Vaisheshika approaches causation as a real, objective structure woven into the very fabric of an atomistic universe. Reality is understood as composed of eternal, indivisible atoms of earth, water, fire, and air, whose combinations and separations give rise to the world of composite objects. Effects are treated as new products that arise when the appropriate causal conditions converge, especially when atoms enter into specific relations of conjunction and disjunction. The phenomenal world thus emerges as a law-governed reconfiguration of these enduring atomic entities and their qualities, while the atoms themselves remain permanent.

Within this vision, causation is analyzed through a nuanced typology of causes. The inherent cause (samavāyi-kāraṇa) is the material substratum in which the effect resides, as atoms are for a pot or threads for a cloth. The non-inherent cause (asamavāyi-kāraṇa) consists of the qualities and universals that inhere in that substratum and help determine the character of the effect, such as the color of the threads contributing to the color of the cloth. The efficient cause (nimitta-kāraṇa) is the operative factor—like the potter or the weaver—that initiates and coordinates the relevant transformations. These distinctions allow a careful mapping of how substances, their qualities, and the actions upon them cooperate in the production of effects.

Causation also serves to articulate both the arising and the cessation of phenomena. Composite objects are impermanent configurations; their creation is the coming together of atoms under suitable causes, and their destruction is the breakdown of those connections. The effect is absent before the operation of its causes, and its appearance marks a new state grounded in the prior arrangement of atoms and their properties. This same causal order accounts for dissolution, where the disintegration of composites reverses the earlier process of formation, without compromising the permanence of the underlying atoms.

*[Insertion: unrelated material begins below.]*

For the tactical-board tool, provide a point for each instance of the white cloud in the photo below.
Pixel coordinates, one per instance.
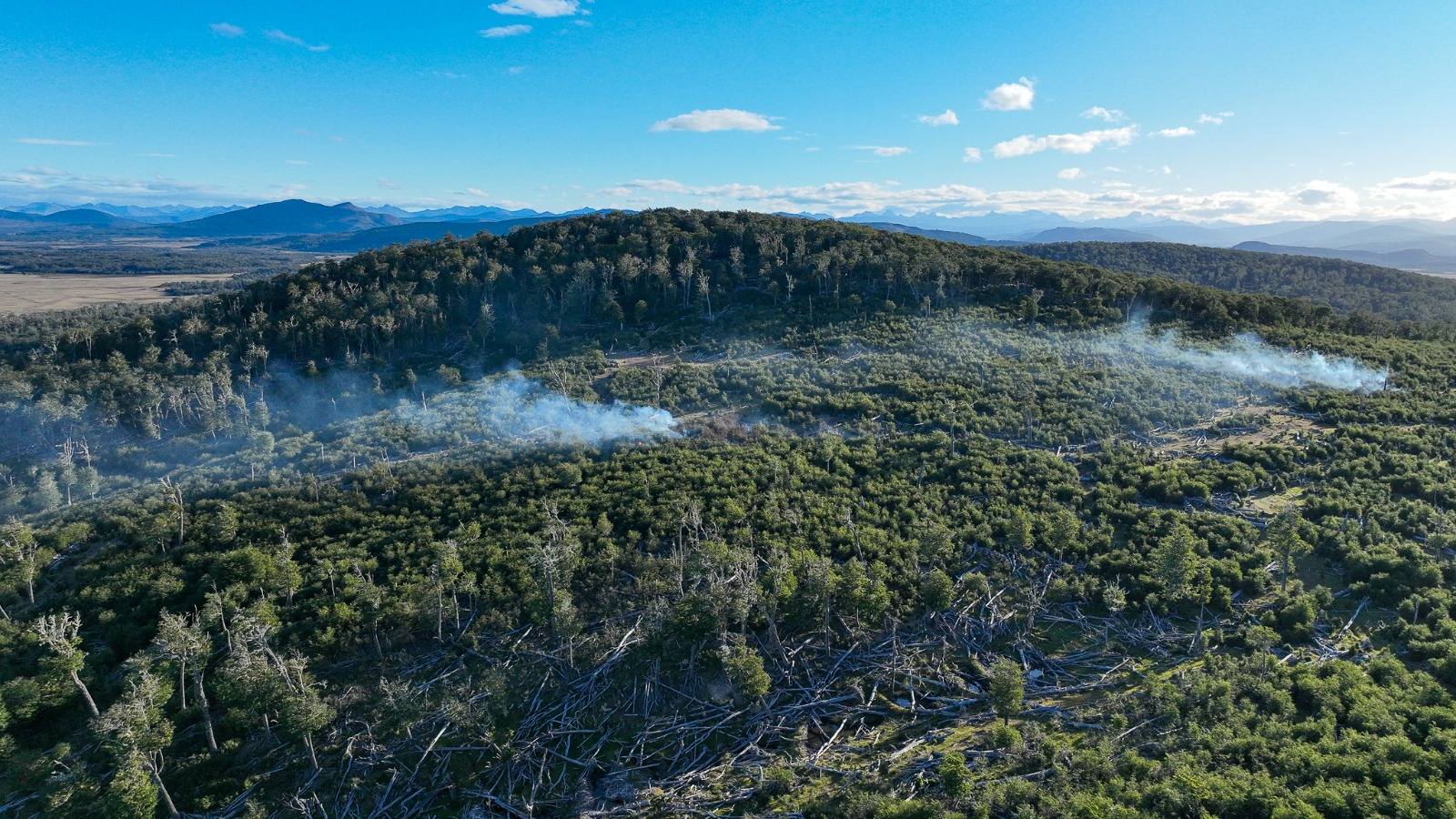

At a deeper level, this causal framework underwrites a vision of reality as intelligible and orderly. Substances are bearers of causal powers, qualities and motions shape which effects will arise, and the relation of inherence explains the stable linkage between causes and their products. Causal connections are not treated as mere mental projections but as necessary relations: given the same causes and conditions, the same effects follow. In this way, Vaisheshika’s atomistic realism is not a bare aggregation of particles but a structured cosmos in which causation is the principle that bridges the unseen atomic realm and the manifest world of everyday experience.